Why is Baez’ FIP so mediocre? His strikeout rate is around 20%, a bit lower than the reliever average of 22.2%. His swinging strike rate (10%) and low looking strikeout rate suggest that the number might be slightly low, but not by a lot; his 6.85 K/9 is artificially low for a different reason, driven down by his low BABIP. The bigger driver of Baez’ FIP is the longball. Baez has allowed three home runs already, and that might not be a fluke. Baez’ HR/FB rate is right in line with the league average since he has been allowing a lot of fly balls. Of 253 relievers with at least 20 innings in 2014, Baez’ ground ball to fly ball ratio of 0.74 is 34th. He isn’t doing a great job of keeping the ball on the ground, which means that balls will travel out of the park more often. Baez’ fly ball heavy results partially explain the low BABIP but not to the degree of the actual results thus far.
These aren’t the only problems, either. Baez might be running out of gas. Below is a chart of his pitch velocity through the season:
Baez throws his fastball around 3/4 of the time, so velocity is pretty important for him. He started out averaging 97, peaking at 98 in early August. He’s had some ups and downs since, but his final two games in Wrigley were down to about 93 on average. It’s important to remember that this is only Baez’ second year of pitching. Including his time in the Arizona Fall League last season, he pitched 62-1/3 innings. So far this season, he has pitched 64-1/3 innings. He’s in uncharted territory for his workload, so it’s worth keeping an eye on.
When you put all of these factors together, it starts to make the projection of a 4.30 ERA on Fangraphs’ depth chart seem not so ridiculous. That projection is the highest of any Dodger listed, including those who Baez are replacing.
So, what should the Dodgers actually do? It’s certainly not an easy decision with Wilson clearly not at his best and Howell struggling. My first inclination would be to use Howell in the eighth and hope that his control problems are temporary while playing matchups between League, Paco Rodriguez, and Baez before then if needed. It obviously isn’t a perfect strategy, and it depends on how deep the starters go into games (another major concern after the first two games), but I’m not really a believer in the hot hand.

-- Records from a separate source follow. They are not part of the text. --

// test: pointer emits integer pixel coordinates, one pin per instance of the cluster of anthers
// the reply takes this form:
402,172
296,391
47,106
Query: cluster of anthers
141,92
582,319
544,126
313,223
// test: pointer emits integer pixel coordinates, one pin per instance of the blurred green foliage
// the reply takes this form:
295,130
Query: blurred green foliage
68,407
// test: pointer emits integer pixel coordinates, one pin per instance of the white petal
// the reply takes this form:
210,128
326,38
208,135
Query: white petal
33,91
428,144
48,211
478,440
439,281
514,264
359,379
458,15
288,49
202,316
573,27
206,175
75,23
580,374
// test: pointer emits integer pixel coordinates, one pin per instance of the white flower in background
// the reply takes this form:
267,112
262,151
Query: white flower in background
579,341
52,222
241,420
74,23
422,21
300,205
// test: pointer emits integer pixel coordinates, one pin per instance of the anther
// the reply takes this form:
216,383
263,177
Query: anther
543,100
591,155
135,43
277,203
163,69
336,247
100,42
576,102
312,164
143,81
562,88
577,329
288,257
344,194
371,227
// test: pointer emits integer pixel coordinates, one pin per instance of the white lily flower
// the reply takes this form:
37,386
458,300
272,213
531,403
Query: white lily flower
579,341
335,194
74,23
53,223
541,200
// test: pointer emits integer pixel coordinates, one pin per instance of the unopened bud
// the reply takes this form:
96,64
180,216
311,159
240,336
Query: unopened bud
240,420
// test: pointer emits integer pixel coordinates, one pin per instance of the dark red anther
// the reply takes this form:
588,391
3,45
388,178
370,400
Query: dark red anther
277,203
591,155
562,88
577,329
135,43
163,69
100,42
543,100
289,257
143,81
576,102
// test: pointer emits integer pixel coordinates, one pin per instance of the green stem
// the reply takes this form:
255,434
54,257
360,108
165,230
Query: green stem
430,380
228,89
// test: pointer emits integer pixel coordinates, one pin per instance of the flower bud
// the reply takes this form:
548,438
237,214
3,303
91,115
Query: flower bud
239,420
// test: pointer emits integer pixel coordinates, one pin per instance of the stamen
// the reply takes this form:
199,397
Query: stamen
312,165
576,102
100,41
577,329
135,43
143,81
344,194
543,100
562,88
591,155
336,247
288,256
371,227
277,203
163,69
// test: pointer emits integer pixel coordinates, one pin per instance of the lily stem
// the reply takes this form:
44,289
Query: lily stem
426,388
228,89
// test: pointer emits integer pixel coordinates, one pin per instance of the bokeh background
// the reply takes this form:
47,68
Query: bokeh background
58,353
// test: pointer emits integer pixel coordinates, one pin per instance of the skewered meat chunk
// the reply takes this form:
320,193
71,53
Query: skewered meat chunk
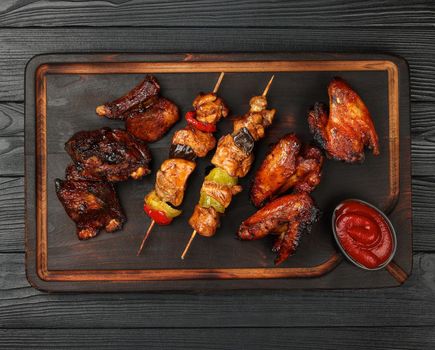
172,178
204,220
220,192
110,155
288,216
144,92
91,205
150,124
288,164
348,129
201,142
209,108
231,158
257,119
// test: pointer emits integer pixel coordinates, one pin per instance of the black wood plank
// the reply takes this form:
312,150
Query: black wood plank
300,13
414,44
11,119
413,304
229,338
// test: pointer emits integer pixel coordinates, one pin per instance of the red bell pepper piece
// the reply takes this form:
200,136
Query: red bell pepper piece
158,216
206,127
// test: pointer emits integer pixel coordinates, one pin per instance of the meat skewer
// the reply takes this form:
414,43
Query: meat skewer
195,140
233,159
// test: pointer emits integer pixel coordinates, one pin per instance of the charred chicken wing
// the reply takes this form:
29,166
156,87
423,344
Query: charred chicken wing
348,128
289,164
287,216
150,124
91,205
108,155
144,93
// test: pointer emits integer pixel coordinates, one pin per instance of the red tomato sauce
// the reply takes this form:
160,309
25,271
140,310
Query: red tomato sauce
363,233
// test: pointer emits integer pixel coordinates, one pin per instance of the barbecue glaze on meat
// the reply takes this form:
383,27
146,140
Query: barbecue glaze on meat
108,155
287,216
348,128
91,205
289,164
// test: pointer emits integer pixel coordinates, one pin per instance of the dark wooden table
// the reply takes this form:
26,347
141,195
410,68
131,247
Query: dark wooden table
385,318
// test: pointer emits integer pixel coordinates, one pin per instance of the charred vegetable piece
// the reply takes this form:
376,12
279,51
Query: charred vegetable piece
154,202
182,151
244,140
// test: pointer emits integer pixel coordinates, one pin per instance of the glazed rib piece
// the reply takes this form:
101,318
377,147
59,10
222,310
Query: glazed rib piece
287,216
150,123
91,205
141,94
289,164
107,155
348,128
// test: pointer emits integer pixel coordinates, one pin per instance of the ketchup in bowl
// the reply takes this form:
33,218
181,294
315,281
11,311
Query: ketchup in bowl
364,234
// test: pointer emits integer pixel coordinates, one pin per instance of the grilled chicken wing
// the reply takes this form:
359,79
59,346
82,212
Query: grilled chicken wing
143,93
172,178
201,142
204,220
150,124
108,155
348,129
288,216
289,164
209,108
91,205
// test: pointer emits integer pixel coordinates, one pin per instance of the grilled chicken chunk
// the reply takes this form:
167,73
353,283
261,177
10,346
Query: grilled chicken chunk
204,220
150,124
288,164
201,142
222,193
143,93
172,178
257,119
287,216
348,128
231,158
209,108
108,155
91,205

Even with the huge red flags, Baez is probably a better option in the eighth than Wilson. The Dodgers just have to hope that the inevitable regression doesn’t begin at an inopportune time if they keep using him in higher leverage situations. Given how shallow the bullpen is right now, even if it’s slightly earlier than the eighth, there isn’t much of a choice other than hoping for it to continue.